A year ago, we decided to make a transition towards serverless architecture. Our management was very excited about it, and its excitement resulted in many tries and failures for developers(including me). So one Monday, we started our working day and realized that one of our lambdas had been going right into the rabbit hole the whole weekend. We were astonished, management was dissatisfied, and I was happy with the new material for the current article.
The staple part of several microservices at our disposal heavily relies upon S3 event notifications. So what happened.
A developer screwed up and invoked Lambda from within the same Lambda for the same file in S3, which initially triggered Lambda. These invocations created other S3 files, which started different lambdas... You got the idea.
Dev wasn't fired or sanctioned in any way. Because it's an architectural problem, anyone can make a silly mistake.

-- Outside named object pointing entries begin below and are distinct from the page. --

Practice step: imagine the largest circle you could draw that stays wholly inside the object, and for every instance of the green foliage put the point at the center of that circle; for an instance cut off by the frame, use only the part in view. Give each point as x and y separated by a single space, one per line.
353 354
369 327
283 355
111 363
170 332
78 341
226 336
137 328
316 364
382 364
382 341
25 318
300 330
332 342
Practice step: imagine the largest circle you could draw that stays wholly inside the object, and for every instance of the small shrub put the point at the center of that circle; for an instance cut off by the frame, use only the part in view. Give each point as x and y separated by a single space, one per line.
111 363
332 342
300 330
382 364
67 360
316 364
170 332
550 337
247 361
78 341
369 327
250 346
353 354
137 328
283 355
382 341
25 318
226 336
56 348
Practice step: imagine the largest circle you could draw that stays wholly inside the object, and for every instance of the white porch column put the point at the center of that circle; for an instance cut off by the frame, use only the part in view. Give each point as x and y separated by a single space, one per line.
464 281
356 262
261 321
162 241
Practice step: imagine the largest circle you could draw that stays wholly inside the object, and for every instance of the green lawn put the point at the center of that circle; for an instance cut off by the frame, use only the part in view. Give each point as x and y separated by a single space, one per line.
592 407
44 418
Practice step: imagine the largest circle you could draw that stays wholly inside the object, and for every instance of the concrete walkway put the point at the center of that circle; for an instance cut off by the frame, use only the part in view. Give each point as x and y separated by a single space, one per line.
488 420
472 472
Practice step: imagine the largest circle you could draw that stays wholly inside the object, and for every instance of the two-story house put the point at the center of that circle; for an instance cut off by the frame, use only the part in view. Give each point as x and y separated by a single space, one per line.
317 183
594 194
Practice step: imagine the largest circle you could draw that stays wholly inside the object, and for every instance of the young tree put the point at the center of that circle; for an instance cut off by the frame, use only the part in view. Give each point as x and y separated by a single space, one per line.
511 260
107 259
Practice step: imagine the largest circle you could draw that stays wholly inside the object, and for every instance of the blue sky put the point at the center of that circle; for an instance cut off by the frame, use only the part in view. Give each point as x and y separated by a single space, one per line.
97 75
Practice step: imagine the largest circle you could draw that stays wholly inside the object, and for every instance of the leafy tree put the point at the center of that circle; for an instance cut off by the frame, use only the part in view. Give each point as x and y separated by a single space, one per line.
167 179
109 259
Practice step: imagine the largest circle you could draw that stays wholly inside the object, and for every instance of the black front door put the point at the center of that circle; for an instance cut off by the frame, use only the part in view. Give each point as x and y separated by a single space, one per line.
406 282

We filled the ticket afterward and got compensated 5k only because we spent this much before the alarm came through.
We set budget notifications and created alarms to email, slack channel, and mobile phone of key tech company figures.
Most of the Lambdas must have reserved concurrency parameters set.
Most of the Lambdas must be invoked via SQS only.
We also implemented AWS Config rule to check all our Lambdas for reserved concurrency.
With reserved concurrency, we avoid calling functions more than we should. This way, essentially throttle it.
And SQS helps us to prevent data loss. In case of facing concurrency limit, Lambda will wait before obtaining the following message from the queue.
- Why is there no option to kill all AWS activities after reaching some usage threshold?
- Is it this complicated to create an intelligent tool to help AWS customers catch this situation and avoid money loss?